Yoga is one activity that has become recognized as a suitable and helpful regulation activity – for people of all ages. (2). For children, yoga offers many potential benefits – both physically and emotionally. Benefits include improved postural control, immune functioning, body awareness, strength and flexibility, emotional control, attention, sleep, and a decrease in stress and anxiety. Yoga is a simple strategy with a variety of exercises that can be completed anywhere including at home, when on vacation, while lying in bed, or as a group in the classroom. Depending on the current needs of the child, there are various poses and breathing exercises designed to bring arousal levels up or down as appropriate. Over time, children begin to develop an enhanced mind-body connection and an improved ability to monitor and manage their own levels of arousal (2).

In my personal experience, using simple breathing strategies and poses in my practice, has demonstrated firsthand how yoga can positively affect children with both physical and mental disabilities including autism, ADHD, emotional difficulties, mental health conditions, and motor coordination difficulties. In older children, learning how to control their own emotions and arousal levels empowers them and creates both self-esteem and self-control.

So what are you waiting for?

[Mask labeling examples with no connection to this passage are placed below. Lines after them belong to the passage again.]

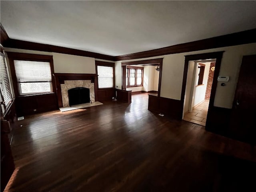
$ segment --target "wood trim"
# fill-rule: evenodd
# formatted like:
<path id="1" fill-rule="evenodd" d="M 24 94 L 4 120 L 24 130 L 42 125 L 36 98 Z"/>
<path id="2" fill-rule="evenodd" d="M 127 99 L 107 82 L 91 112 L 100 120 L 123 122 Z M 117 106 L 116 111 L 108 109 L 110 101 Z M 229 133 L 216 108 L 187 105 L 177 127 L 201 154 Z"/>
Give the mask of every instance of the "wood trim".
<path id="1" fill-rule="evenodd" d="M 121 61 L 256 42 L 256 29 L 116 57 Z"/>
<path id="2" fill-rule="evenodd" d="M 140 61 L 129 61 L 127 62 L 122 62 L 122 66 L 132 65 L 153 65 L 158 64 L 161 62 L 162 62 L 163 58 L 159 59 L 148 59 L 147 60 L 141 60 Z"/>
<path id="3" fill-rule="evenodd" d="M 38 55 L 36 54 L 28 54 L 26 53 L 20 53 L 12 52 L 6 52 L 9 60 L 10 70 L 12 80 L 14 94 L 16 96 L 20 96 L 18 91 L 18 80 L 16 76 L 15 68 L 14 67 L 14 60 L 24 60 L 33 61 L 44 61 L 49 62 L 52 74 L 52 91 L 55 94 L 57 92 L 56 90 L 56 82 L 54 77 L 54 67 L 53 65 L 53 59 L 52 56 Z"/>
<path id="4" fill-rule="evenodd" d="M 56 82 L 56 89 L 57 90 L 57 98 L 59 108 L 63 106 L 62 97 L 61 93 L 61 84 L 64 84 L 65 80 L 90 80 L 91 82 L 94 83 L 94 95 L 95 96 L 95 101 L 98 101 L 98 97 L 96 97 L 96 92 L 98 86 L 98 82 L 96 79 L 96 74 L 82 74 L 82 73 L 54 73 L 54 78 Z M 97 82 L 97 83 L 96 82 Z"/>
<path id="5" fill-rule="evenodd" d="M 97 77 L 96 80 L 98 83 L 98 68 L 97 66 L 106 66 L 107 67 L 113 67 L 113 87 L 110 88 L 115 88 L 115 64 L 114 63 L 110 63 L 108 62 L 105 62 L 103 61 L 95 61 L 95 71 L 96 72 L 96 76 Z M 102 89 L 106 89 L 108 88 L 99 88 L 98 84 L 97 84 L 97 88 L 98 90 Z"/>
<path id="6" fill-rule="evenodd" d="M 115 57 L 114 56 L 111 56 L 110 55 L 105 55 L 78 49 L 67 48 L 60 46 L 34 43 L 33 42 L 12 39 L 9 39 L 6 41 L 3 46 L 5 47 L 10 48 L 26 49 L 28 50 L 35 50 L 47 52 L 53 52 L 64 54 L 83 56 L 84 57 L 92 57 L 110 61 L 114 61 L 115 60 Z"/>
<path id="7" fill-rule="evenodd" d="M 0 24 L 0 39 L 1 44 L 4 45 L 5 44 L 6 42 L 9 39 L 9 36 L 7 34 L 7 33 L 5 31 L 5 30 L 2 25 L 2 23 Z"/>
<path id="8" fill-rule="evenodd" d="M 163 68 L 163 58 L 158 59 L 150 59 L 147 60 L 142 60 L 140 61 L 130 61 L 128 62 L 122 62 L 121 65 L 122 66 L 122 89 L 126 89 L 126 68 L 127 65 L 142 65 L 147 64 L 152 65 L 158 64 L 160 66 L 160 70 L 159 71 L 159 78 L 158 80 L 158 96 L 160 96 L 160 92 L 161 91 L 161 84 L 162 82 L 162 72 Z"/>
<path id="9" fill-rule="evenodd" d="M 185 56 L 185 64 L 184 67 L 184 71 L 183 72 L 183 79 L 182 80 L 182 85 L 181 91 L 181 103 L 180 110 L 181 112 L 179 115 L 179 118 L 182 119 L 182 112 L 183 110 L 183 106 L 184 105 L 184 100 L 185 98 L 185 92 L 186 90 L 186 86 L 187 81 L 187 76 L 188 74 L 188 63 L 189 61 L 194 60 L 199 60 L 201 59 L 216 59 L 215 63 L 215 69 L 213 76 L 213 80 L 212 86 L 212 90 L 211 91 L 211 95 L 210 96 L 210 101 L 209 104 L 209 108 L 208 109 L 208 116 L 209 116 L 209 112 L 212 110 L 213 107 L 216 89 L 217 88 L 217 78 L 220 72 L 220 64 L 221 59 L 224 51 L 218 52 L 213 52 L 211 53 L 203 53 L 202 54 L 197 54 L 195 55 L 190 55 Z M 206 120 L 206 128 L 208 126 L 208 120 Z"/>

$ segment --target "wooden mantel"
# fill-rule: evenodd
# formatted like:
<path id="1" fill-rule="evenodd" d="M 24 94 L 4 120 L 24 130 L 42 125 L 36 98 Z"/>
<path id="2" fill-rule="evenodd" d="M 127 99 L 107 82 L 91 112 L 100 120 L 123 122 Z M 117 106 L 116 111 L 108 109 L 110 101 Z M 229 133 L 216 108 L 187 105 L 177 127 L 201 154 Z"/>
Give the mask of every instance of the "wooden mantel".
<path id="1" fill-rule="evenodd" d="M 97 80 L 97 75 L 96 74 L 55 73 L 53 75 L 54 76 L 56 83 L 56 89 L 57 98 L 59 107 L 63 106 L 60 84 L 64 84 L 64 81 L 65 80 L 90 80 L 91 83 L 94 84 L 95 101 L 98 100 L 96 95 L 96 89 L 98 87 L 98 81 Z"/>

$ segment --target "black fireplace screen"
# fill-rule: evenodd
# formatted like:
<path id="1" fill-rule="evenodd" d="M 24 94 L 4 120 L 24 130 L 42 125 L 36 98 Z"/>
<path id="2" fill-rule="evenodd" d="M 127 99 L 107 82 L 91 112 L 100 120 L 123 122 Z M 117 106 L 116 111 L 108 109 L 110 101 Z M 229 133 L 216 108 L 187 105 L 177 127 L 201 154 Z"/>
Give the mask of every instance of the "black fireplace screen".
<path id="1" fill-rule="evenodd" d="M 68 92 L 69 106 L 90 103 L 90 89 L 85 87 L 76 87 L 70 89 Z"/>

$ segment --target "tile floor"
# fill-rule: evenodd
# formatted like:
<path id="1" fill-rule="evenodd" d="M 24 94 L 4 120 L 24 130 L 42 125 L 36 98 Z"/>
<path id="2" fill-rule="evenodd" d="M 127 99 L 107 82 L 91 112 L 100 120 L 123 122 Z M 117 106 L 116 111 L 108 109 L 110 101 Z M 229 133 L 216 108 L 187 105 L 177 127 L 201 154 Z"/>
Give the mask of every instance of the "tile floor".
<path id="1" fill-rule="evenodd" d="M 183 120 L 205 126 L 208 106 L 209 100 L 205 100 L 192 112 L 186 114 Z"/>

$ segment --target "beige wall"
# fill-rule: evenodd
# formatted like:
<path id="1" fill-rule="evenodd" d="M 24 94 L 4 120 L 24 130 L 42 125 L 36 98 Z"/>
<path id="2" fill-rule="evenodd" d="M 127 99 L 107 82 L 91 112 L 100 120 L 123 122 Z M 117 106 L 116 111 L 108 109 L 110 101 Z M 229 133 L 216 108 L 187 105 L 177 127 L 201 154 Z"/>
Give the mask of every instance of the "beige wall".
<path id="1" fill-rule="evenodd" d="M 219 75 L 229 76 L 230 80 L 226 83 L 226 86 L 221 86 L 221 83 L 218 83 L 214 106 L 231 108 L 243 56 L 256 54 L 256 43 L 126 60 L 125 61 L 164 58 L 160 96 L 180 100 L 184 69 L 184 56 L 222 51 L 225 52 L 223 53 Z M 122 83 L 120 78 L 117 78 L 116 80 L 118 83 Z"/>
<path id="2" fill-rule="evenodd" d="M 200 102 L 204 100 L 205 96 L 205 92 L 206 91 L 206 86 L 207 86 L 207 80 L 208 80 L 208 76 L 209 75 L 209 70 L 210 70 L 210 62 L 206 62 L 203 63 L 205 65 L 204 69 L 204 77 L 203 78 L 203 84 L 200 86 L 196 86 L 194 88 L 194 97 L 193 101 L 193 106 L 198 104 Z M 195 78 L 195 77 L 194 77 Z"/>
<path id="3" fill-rule="evenodd" d="M 65 73 L 95 74 L 94 58 L 43 51 L 5 48 L 5 52 L 52 55 L 54 72 Z"/>

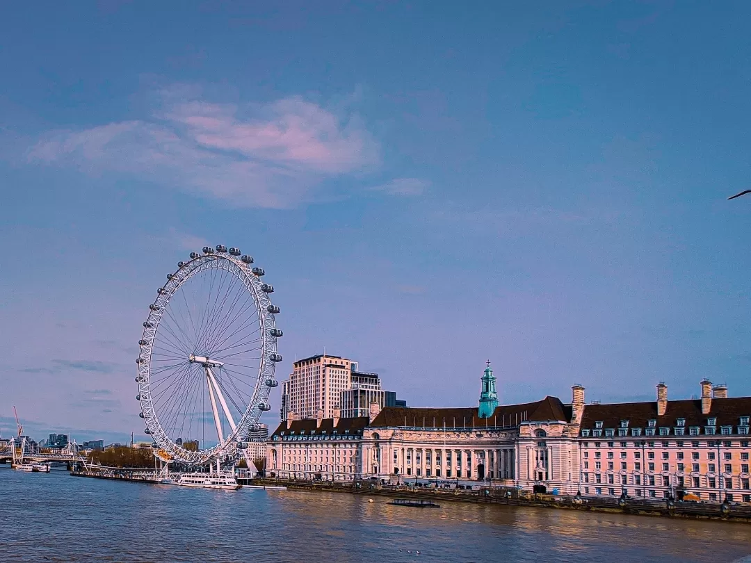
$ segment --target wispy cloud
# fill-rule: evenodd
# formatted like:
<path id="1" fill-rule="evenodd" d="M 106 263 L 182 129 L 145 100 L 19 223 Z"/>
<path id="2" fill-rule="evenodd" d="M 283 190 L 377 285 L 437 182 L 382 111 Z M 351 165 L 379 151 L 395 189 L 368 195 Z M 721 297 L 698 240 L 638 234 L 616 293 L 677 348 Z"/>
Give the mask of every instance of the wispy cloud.
<path id="1" fill-rule="evenodd" d="M 337 114 L 299 96 L 241 107 L 176 88 L 158 99 L 147 119 L 50 132 L 27 159 L 272 208 L 293 206 L 325 179 L 357 174 L 380 161 L 379 144 L 357 114 Z"/>
<path id="2" fill-rule="evenodd" d="M 430 186 L 427 180 L 419 178 L 395 178 L 385 184 L 370 188 L 373 191 L 382 191 L 389 195 L 421 195 Z"/>
<path id="3" fill-rule="evenodd" d="M 51 360 L 50 367 L 35 366 L 23 368 L 18 371 L 23 373 L 59 373 L 61 372 L 91 372 L 97 373 L 112 373 L 117 366 L 109 362 L 97 362 L 89 360 Z"/>

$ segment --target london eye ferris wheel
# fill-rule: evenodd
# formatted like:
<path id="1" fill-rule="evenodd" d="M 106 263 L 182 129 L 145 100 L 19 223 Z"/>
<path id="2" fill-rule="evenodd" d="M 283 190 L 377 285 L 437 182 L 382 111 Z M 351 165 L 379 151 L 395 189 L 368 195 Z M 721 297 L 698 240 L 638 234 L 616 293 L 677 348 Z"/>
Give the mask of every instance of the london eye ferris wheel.
<path id="1" fill-rule="evenodd" d="M 202 465 L 238 455 L 270 409 L 282 333 L 264 269 L 222 245 L 167 275 L 138 342 L 140 416 L 160 456 Z"/>

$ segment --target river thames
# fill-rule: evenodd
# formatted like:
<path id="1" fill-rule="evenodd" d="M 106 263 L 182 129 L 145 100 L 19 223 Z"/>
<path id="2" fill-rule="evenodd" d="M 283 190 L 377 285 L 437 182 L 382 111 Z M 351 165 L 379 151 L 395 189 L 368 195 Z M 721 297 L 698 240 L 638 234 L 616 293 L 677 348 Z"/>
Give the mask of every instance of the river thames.
<path id="1" fill-rule="evenodd" d="M 0 468 L 2 561 L 735 561 L 751 525 Z M 418 553 L 419 552 L 419 553 Z M 751 558 L 749 559 L 751 561 Z"/>

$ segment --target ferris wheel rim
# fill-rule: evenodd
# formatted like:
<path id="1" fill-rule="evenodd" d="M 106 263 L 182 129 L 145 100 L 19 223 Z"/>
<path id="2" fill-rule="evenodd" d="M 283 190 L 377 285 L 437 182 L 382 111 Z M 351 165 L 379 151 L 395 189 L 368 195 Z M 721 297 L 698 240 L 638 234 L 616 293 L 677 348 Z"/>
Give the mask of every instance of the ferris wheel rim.
<path id="1" fill-rule="evenodd" d="M 225 247 L 217 247 L 218 249 L 219 248 Z M 140 416 L 149 431 L 147 433 L 157 447 L 173 461 L 189 465 L 200 465 L 206 463 L 219 454 L 233 453 L 227 451 L 230 444 L 245 439 L 249 432 L 256 429 L 264 410 L 261 408 L 261 405 L 265 405 L 267 409 L 268 408 L 267 402 L 271 386 L 267 384 L 269 381 L 275 381 L 276 364 L 282 359 L 277 353 L 276 342 L 276 334 L 281 334 L 281 331 L 276 329 L 275 318 L 275 315 L 279 312 L 279 308 L 272 304 L 269 296 L 273 288 L 269 291 L 270 286 L 261 281 L 261 275 L 264 272 L 258 267 L 252 268 L 249 264 L 252 260 L 251 259 L 246 262 L 245 261 L 246 257 L 243 256 L 241 259 L 239 254 L 237 256 L 228 254 L 226 251 L 207 252 L 206 248 L 203 254 L 193 253 L 189 260 L 179 263 L 175 272 L 167 275 L 167 282 L 159 288 L 156 298 L 149 306 L 149 315 L 143 323 L 143 331 L 139 341 L 138 359 L 136 360 L 137 363 L 136 381 L 139 388 L 137 399 L 140 403 Z M 255 388 L 236 426 L 223 438 L 219 439 L 216 446 L 194 451 L 178 445 L 159 420 L 152 397 L 152 355 L 159 325 L 165 312 L 169 310 L 168 306 L 172 298 L 189 280 L 212 267 L 225 269 L 230 275 L 239 279 L 252 296 L 260 326 L 261 356 Z M 207 359 L 204 358 L 204 360 Z M 192 362 L 194 360 L 189 361 Z"/>

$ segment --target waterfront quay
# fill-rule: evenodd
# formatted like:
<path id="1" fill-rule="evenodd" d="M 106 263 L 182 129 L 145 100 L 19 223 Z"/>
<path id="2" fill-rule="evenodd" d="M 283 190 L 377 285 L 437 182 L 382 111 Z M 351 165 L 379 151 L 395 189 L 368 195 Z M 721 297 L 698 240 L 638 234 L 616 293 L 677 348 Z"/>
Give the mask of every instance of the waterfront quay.
<path id="1" fill-rule="evenodd" d="M 242 481 L 242 480 L 239 480 Z M 478 504 L 523 506 L 584 512 L 607 512 L 635 516 L 664 516 L 723 520 L 751 524 L 751 506 L 738 503 L 710 504 L 674 501 L 650 501 L 644 498 L 612 498 L 530 493 L 513 489 L 481 487 L 478 490 L 439 489 L 409 486 L 381 485 L 371 482 L 354 483 L 300 481 L 294 480 L 248 480 L 247 483 L 265 486 L 282 486 L 288 489 L 316 492 L 339 492 L 368 497 L 383 496 L 413 498 L 436 502 L 464 502 Z"/>
<path id="2" fill-rule="evenodd" d="M 420 510 L 390 500 L 0 468 L 0 561 L 731 563 L 751 554 L 751 527 L 732 522 L 442 498 L 440 508 Z"/>

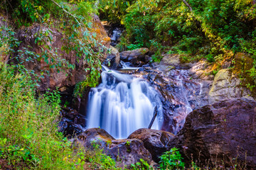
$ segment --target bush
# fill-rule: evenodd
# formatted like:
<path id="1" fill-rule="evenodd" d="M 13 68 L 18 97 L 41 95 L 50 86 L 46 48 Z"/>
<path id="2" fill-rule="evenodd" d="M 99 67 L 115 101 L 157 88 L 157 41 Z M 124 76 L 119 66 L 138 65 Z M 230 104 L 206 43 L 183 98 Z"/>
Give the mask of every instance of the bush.
<path id="1" fill-rule="evenodd" d="M 183 169 L 184 162 L 182 162 L 178 149 L 174 147 L 170 151 L 166 152 L 160 157 L 159 166 L 161 169 Z"/>

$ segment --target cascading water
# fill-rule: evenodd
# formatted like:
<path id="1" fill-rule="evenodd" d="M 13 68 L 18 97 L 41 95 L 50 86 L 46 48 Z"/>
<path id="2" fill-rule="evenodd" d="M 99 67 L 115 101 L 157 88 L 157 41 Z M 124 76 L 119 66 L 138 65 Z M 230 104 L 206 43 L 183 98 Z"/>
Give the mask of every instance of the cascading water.
<path id="1" fill-rule="evenodd" d="M 86 128 L 100 127 L 115 138 L 125 138 L 147 128 L 157 106 L 152 128 L 160 129 L 163 110 L 156 91 L 144 79 L 104 69 L 102 83 L 89 94 Z"/>

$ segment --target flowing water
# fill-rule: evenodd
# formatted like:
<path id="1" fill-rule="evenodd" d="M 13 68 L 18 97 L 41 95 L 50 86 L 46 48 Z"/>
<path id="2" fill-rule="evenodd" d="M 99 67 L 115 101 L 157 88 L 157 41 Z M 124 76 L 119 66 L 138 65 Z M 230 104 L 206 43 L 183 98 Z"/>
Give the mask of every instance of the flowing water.
<path id="1" fill-rule="evenodd" d="M 156 106 L 152 129 L 159 130 L 163 109 L 156 91 L 144 79 L 103 69 L 102 83 L 89 94 L 86 128 L 100 127 L 115 138 L 126 138 L 149 126 Z"/>

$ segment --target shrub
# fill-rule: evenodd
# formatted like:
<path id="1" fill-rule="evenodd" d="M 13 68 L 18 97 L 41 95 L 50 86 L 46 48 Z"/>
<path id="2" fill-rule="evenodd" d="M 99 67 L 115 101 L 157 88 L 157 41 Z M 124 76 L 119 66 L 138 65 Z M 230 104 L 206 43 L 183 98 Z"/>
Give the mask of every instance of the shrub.
<path id="1" fill-rule="evenodd" d="M 182 162 L 178 149 L 174 147 L 160 157 L 159 166 L 161 169 L 183 169 L 185 164 Z"/>

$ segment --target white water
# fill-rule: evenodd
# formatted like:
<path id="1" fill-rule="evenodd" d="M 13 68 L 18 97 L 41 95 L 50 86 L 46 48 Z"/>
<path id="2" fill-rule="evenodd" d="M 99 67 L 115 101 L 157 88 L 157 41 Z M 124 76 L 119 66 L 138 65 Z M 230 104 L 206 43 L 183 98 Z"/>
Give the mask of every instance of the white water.
<path id="1" fill-rule="evenodd" d="M 100 127 L 115 138 L 126 138 L 149 126 L 157 106 L 151 128 L 160 129 L 163 111 L 155 89 L 143 79 L 104 69 L 102 83 L 89 94 L 86 128 Z"/>

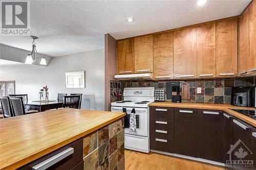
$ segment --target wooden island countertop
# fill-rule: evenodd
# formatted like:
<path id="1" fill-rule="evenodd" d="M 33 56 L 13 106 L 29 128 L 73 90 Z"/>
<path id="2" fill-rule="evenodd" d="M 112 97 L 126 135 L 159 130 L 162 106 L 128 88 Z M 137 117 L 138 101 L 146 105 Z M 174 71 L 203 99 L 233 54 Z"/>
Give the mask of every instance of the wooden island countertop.
<path id="1" fill-rule="evenodd" d="M 155 102 L 150 104 L 150 106 L 172 107 L 177 108 L 190 108 L 207 110 L 223 110 L 241 120 L 248 123 L 249 124 L 256 127 L 256 120 L 246 116 L 244 115 L 238 113 L 229 109 L 253 109 L 254 107 L 246 107 L 233 106 L 231 105 L 225 104 L 214 104 L 205 103 L 172 103 L 172 102 Z"/>
<path id="2" fill-rule="evenodd" d="M 15 169 L 125 115 L 62 109 L 0 119 L 0 169 Z"/>

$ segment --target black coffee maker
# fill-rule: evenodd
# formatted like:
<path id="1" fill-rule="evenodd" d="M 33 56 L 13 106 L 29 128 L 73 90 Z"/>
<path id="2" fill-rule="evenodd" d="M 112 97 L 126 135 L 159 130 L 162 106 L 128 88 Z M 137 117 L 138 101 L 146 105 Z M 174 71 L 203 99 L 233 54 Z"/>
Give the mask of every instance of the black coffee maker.
<path id="1" fill-rule="evenodd" d="M 255 87 L 233 87 L 231 104 L 234 106 L 255 107 Z"/>

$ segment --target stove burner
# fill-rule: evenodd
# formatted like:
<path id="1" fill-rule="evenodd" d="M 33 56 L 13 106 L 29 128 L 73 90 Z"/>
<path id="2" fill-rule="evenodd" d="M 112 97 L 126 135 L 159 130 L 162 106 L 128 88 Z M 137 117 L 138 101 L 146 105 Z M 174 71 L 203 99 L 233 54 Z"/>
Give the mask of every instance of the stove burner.
<path id="1" fill-rule="evenodd" d="M 146 102 L 136 102 L 135 104 L 146 104 Z"/>
<path id="2" fill-rule="evenodd" d="M 117 102 L 116 103 L 128 103 L 128 102 L 132 102 L 131 101 L 120 101 L 120 102 Z"/>

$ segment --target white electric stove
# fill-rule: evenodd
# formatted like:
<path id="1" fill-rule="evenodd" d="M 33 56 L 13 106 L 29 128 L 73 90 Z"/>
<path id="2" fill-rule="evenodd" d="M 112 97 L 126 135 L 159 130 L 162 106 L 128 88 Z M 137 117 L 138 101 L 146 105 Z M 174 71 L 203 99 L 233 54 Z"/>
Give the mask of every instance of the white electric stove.
<path id="1" fill-rule="evenodd" d="M 154 87 L 124 88 L 123 101 L 111 103 L 111 111 L 127 113 L 124 128 L 124 148 L 145 153 L 150 152 L 149 105 L 154 101 Z M 136 114 L 137 132 L 129 130 L 132 110 Z"/>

Search out local yoga programs for you or your child. Try these links: or Consider that many places will let you try a class without a commitment, or offer great starter incentives. Or, buy a CD or DVD or check out some poses and breathing exercises via online videos to see if this might work for you or your family.

Check out some of our other resources and articles for kids health here.

(1) Williams, M., & Shellenberger, S. (2012). “How does your engine run?” A leader’s guide to the Alert Program for self-regulation.” Albuquerque, NM: Therapy Works

(2) Flynn, L. (2010). Yoga 4 classrooms. Tools for learning, lessons for life. Dover, NH: Yoga 4 Classrooms.